For Project Wing, Google (actually Google X, the company's division in charge of "moonshot" projects) eventually settled on a tail-sitting aircraft design, which combines elements of a helicopter and a fixed-wing airplane. Rotors are mounted toward the front of the plane, which lift the plane from the ground since it sits with its tail pointed downward. Once it's in the air, it can reorient itself to fly like a plane, which lets it fly faster than a typical copter design.
Hybrid theory
Google says the aircraft shown in its test video is one of many iterations and shouldn't be taken as the final design for Project Wing. Nevertheless, Google may have settled on the ideal design for drone delivery: a craft that can take off and land slowly and safely, has the ability to hover so it can take its time when unloading its cargo, and can also fly like a plane so it can travel large distances quickly and efficiently."With vertical and horizontal flight, speed and efficiency come into the equation,"Google spokesperson Raymond Gobberg told Mashable. "The fixed wing helps it get there faster, but then when it transitions into hover, we're able to lower the package.But this is only one of vehicles we're testing."
The ability to stop and hover is in no way unique to Project Wing, but it is the key feature for delivering packages, and it's why most drones feature a helicopter or ducted-fan design. After all, most customers won't have room for a runway for a drone to land on, and parachuting packages from above isn't really an option (Google tried it and found that wind affected precise targeting too much, according to The Atlantic, which first reported on Project Wing on Thursday).
In Amazon's teaser video for Prime Air, a drone first lands in front of a house, drops its payload, then flies off a few seconds later. It's very simple, although some people criticized the depiction, saying that anything with rotating blades will be tempting to kids and curious onlookers, which represents a safety risk.
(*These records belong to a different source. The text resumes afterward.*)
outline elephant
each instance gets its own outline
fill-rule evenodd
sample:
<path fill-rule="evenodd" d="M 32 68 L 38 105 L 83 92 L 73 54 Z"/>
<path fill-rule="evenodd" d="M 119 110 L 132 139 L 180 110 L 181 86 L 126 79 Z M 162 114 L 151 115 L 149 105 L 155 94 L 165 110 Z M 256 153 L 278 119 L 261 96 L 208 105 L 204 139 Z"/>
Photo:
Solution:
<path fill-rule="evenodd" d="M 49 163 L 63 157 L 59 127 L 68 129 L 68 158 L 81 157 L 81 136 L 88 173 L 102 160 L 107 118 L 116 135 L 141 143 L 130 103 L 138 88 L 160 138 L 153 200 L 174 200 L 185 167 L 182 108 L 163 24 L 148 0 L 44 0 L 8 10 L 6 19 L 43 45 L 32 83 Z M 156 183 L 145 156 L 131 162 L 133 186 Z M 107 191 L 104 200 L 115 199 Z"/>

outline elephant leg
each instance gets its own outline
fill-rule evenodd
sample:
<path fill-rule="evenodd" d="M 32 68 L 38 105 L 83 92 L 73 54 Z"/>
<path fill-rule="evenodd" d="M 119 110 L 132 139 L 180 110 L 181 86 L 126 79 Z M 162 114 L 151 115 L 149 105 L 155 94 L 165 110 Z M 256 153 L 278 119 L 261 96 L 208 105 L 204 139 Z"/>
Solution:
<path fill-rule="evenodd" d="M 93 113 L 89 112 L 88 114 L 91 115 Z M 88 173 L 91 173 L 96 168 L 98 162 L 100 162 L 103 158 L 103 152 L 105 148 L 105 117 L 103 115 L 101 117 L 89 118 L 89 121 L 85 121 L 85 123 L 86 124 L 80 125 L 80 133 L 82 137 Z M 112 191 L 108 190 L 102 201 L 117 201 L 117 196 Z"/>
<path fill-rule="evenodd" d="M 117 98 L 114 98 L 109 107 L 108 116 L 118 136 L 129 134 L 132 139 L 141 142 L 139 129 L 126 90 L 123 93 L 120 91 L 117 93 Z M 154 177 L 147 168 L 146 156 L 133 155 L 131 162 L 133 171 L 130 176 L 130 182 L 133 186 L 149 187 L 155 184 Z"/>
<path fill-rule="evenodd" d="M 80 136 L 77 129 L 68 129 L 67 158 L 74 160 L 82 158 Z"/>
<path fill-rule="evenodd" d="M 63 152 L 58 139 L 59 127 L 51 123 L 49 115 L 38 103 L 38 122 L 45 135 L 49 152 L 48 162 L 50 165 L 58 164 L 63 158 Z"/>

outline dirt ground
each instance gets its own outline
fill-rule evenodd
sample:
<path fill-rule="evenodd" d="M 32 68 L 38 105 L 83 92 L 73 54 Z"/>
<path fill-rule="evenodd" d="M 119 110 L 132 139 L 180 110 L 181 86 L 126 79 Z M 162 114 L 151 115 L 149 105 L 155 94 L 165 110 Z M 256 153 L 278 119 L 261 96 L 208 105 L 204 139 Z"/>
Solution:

Google apparently agrees, which is why it decided to add a winch to the drone to perform the actual delivery. The tail-sitting design allows the drone to hover over the delivery target, then drop the item, attached to a fishing line, letting gravity pull it down at 10 meters per second (m/s). When it gets close to the ground, it slows things down to 2 m/s.
Once it gets to Earth, it releases the package and retracts the cable, leaving the drone high in the air and away from any potentially meddling hands. Conversely, Amazon's drop-ship approach isn't inherently unsafe, but it does introduce a wild card that Project Wing doesn't.
Google's drone would also theoretically have a longer range than Amazon's Prime Air drone, which uses a typical octocopter design. Amazon CEO Jeff Bezos has said the current range of the company's test drones is 10 miles, although that program is in the early stages as well. Google declined to give any kind of range spec for the Project Wing drones, but a spokesperson did say one of the reasons it picked a tail-sitting design was the increased range.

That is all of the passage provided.